Can you make you money back on the kids or even work out a doe back deal? then I would.


----------



## toth boer goats (Jul 20, 2008)

> as in how I'm going to pay for the goat. And, I have all of my un-born kids reserved, so that's taken care of. I'll get money back from them.


 you might want to think this through ....I know you want that beautiful doe and others...but think of the ...what if's.... What if.... the reserved kid buyers back out or something happens to the kids.....ringing up debt like that can get you in trouble....be very careful..  ..trying to buy things without a sure thing ...such as money lined in your pocket... for these goats....may result in something not so good.....The way I look at it............if I don't have the money in hand ...to buy it... I can't get it ...........no matter how much I desire to have it.......and believe me I have been there ..... and had to pass on quite a few goats....... :hug:


----------



## RowdyKidz (Apr 2, 2009)

toth boer goats said:


> > as in how I'm going to pay for the goat. And, I have all of my un-born kids reserved, so that's taken care of. I'll get money back from them.
> 
> 
> you might want to think this through ....I know you want that beautiful doe and others...but think of the ...what if's.... What if.... the reserved kid buyers back out or something happens to the kids.....ringing up debt like that can get you in trouble....be very careful..  ..trying to buy things without a sure thing ...such as money lined in your pocket... for these goats....may result in something not so good.....The way I look at it............if I don't have the money in hand ...to buy it... I can't get it ...........no matter how much I desire to have it.......and believe me I have been there ..... and had to pass on quite a few goats....... :hug:


I've had to pass on quite a few goats. Some I've regretted. But I think I'll just stick to who I get mine from, which is NOT this person.
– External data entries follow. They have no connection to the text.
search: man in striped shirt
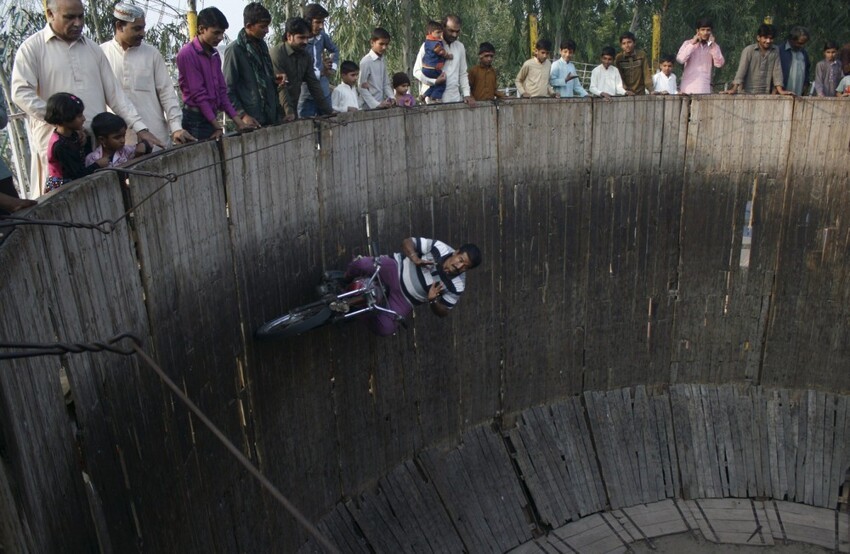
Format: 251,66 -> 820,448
346,237 -> 481,336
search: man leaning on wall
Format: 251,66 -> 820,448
12,0 -> 162,198
100,2 -> 195,146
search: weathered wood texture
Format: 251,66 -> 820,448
301,385 -> 850,553
0,97 -> 850,551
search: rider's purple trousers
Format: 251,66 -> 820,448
345,256 -> 413,337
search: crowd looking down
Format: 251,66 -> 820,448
0,0 -> 850,205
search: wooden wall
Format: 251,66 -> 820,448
0,97 -> 850,552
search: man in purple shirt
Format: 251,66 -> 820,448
177,8 -> 259,140
676,17 -> 726,94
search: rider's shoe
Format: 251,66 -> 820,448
328,300 -> 349,314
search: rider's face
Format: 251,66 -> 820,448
443,251 -> 472,276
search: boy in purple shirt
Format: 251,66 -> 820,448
177,8 -> 259,140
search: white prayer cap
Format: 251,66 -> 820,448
112,2 -> 145,23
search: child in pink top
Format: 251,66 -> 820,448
393,72 -> 416,108
44,92 -> 108,194
86,112 -> 152,167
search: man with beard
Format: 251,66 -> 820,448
11,0 -> 166,198
340,237 -> 481,336
100,2 -> 195,146
413,15 -> 475,106
271,17 -> 333,121
224,2 -> 283,125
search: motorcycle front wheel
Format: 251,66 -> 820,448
254,302 -> 334,340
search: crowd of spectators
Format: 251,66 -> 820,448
6,0 -> 850,198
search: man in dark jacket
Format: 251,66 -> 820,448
223,2 -> 283,125
271,17 -> 333,121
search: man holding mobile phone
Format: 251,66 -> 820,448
676,17 -> 726,94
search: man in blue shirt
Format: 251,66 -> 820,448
779,26 -> 811,96
298,4 -> 339,117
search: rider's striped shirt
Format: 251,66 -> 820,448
395,237 -> 466,309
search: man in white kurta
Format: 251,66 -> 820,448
12,0 -> 163,198
100,2 -> 194,146
413,15 -> 475,106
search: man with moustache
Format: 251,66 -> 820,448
342,237 -> 481,337
12,0 -> 166,198
100,2 -> 195,146
271,17 -> 333,121
172,7 -> 252,140
224,2 -> 283,125
413,15 -> 475,106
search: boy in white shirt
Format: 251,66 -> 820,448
331,61 -> 363,113
652,54 -> 679,94
589,46 -> 634,98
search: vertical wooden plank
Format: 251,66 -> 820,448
762,98 -> 850,390
826,395 -> 848,507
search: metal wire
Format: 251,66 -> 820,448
0,116 -> 348,235
0,333 -> 340,554
0,333 -> 141,360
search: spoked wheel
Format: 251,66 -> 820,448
254,302 -> 334,340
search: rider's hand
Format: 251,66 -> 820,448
409,254 -> 434,267
428,282 -> 443,302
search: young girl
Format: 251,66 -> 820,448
393,73 -> 416,108
44,92 -> 109,194
86,112 -> 152,167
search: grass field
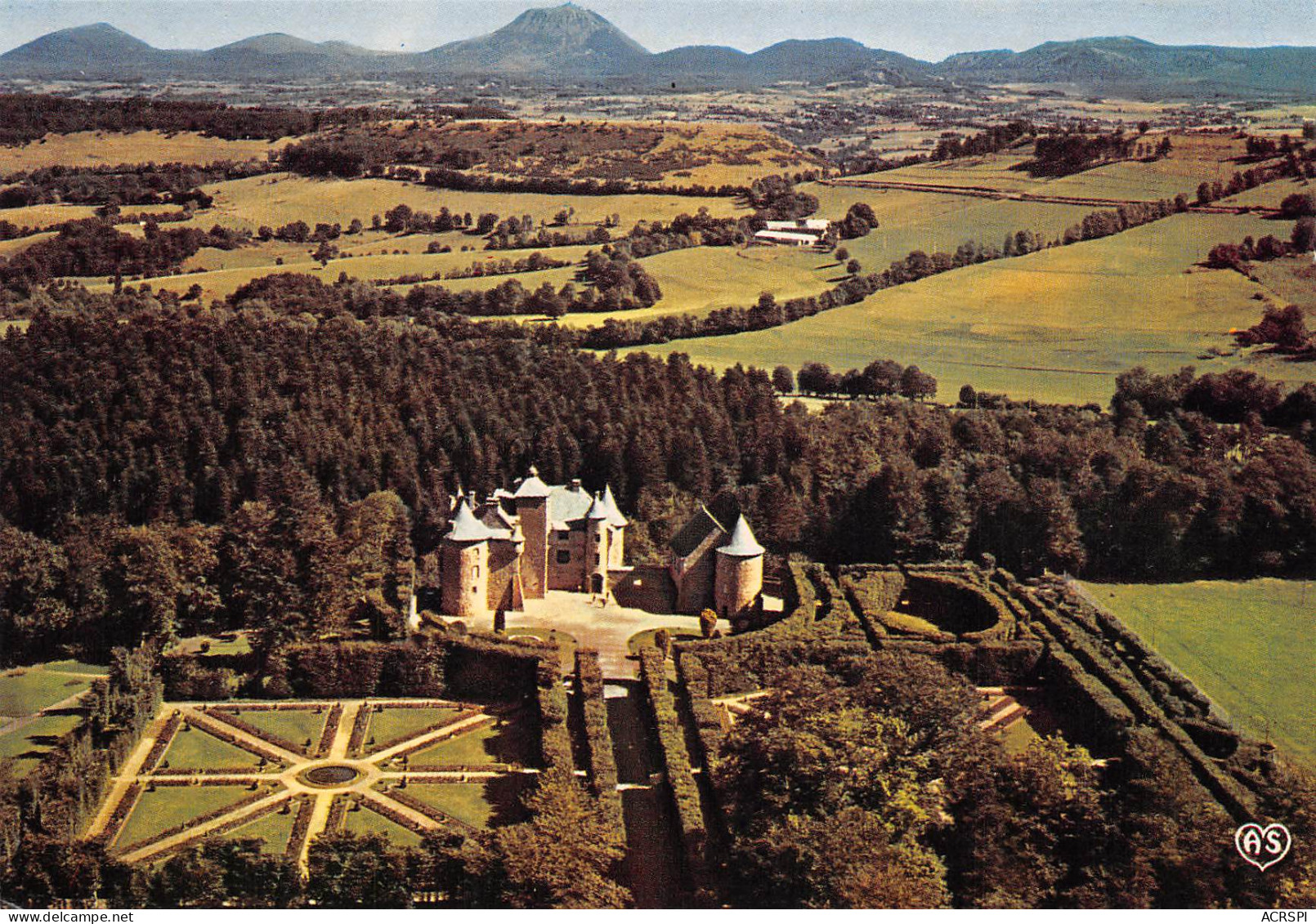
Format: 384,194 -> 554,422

And I actually have more kids reserved than what I'm going to have. I have two doelings reserved, another doeling reserved, 3 wethers/does reserved, and 1-2 wethers. Plus I am selling off some goats soon enough. I will hate to see them go but it will be for the best. Last year I made, just from showing my goats at the COUNTY FAIR, over $100.

Thanks for your opinion. I had already had my decision set but was wondering what everyone else would do in my position.

Thanks guys. I totally understand where you are coming from.


----------



## toth boer goats (Jul 20, 2008)

I respect your decision and wish you the best of luck.... :wink:


----------



## RowdyKidz (Apr 2, 2009)

Thanks.  At this point in time I have decided to pass on her, and wait till next week when I have my own kids before I buy anything else.


----------



## StaceyRosado (Oct 5, 2007)

it is a terrible shame --- she is so pretty. But if she is ment for you to have her, she will still be available when you have the money. Thats what I do when I am unsure


----------



## sweetgoats (Oct 18, 2007)

RowdyKidz said:


> Thanks.  At this point in time I have decided to pass on her, and wait till next week when I have my own kids before I buy anything else.


 I know that is hard to do but really follow your hear. That is what you need to do and it sounds like you are.

She is beautiful but so are yours, and if it is meant to be it will work out for you. :hug:


----------



## RowdyKidz (Apr 2, 2009)

Thanks.  One of my best does (Isabella) is due Monday so I want to see what she has. I am really excited to see what she has. This is her first kidding and she is HUGE so I am certainly nervous! I really hope she has at least one doe... ray: And my other doe is showing signs of kidding! Watch them kid on the same day. :angry: 

So if Isabella doesn't have a doeling,that doe WILL be coming here. 

So we'll see.


----------



## StaceyRosado (Oct 5, 2007)

I have a doe I want a doeling from too......watch her have all bucks :angry:


----------



## toth boer goats (Jul 20, 2008)

> Thanks.  At this point in time I have decided to pass on her, and wait till next week when I have my own kids before I buy anything else.


 :hug: I know the feeling....
I looked at you site...you do have really pretty goats.....


----------



## RowdyKidz (Apr 2, 2009)

Thanks!! I am very proud of my "no-longer-little-herd"! :hug:


----------



## toth boer goats (Jul 20, 2008)

your welcome :wink: :greengrin:


----------



## RowdyKidz (Apr 2, 2009)

I think she's now sold or will be for sale after kidding. I'm betting the second since she's still on their doe page. Oh well. At least I'll have kids soon! One of my does have a discharge! YAY! :clap:


----------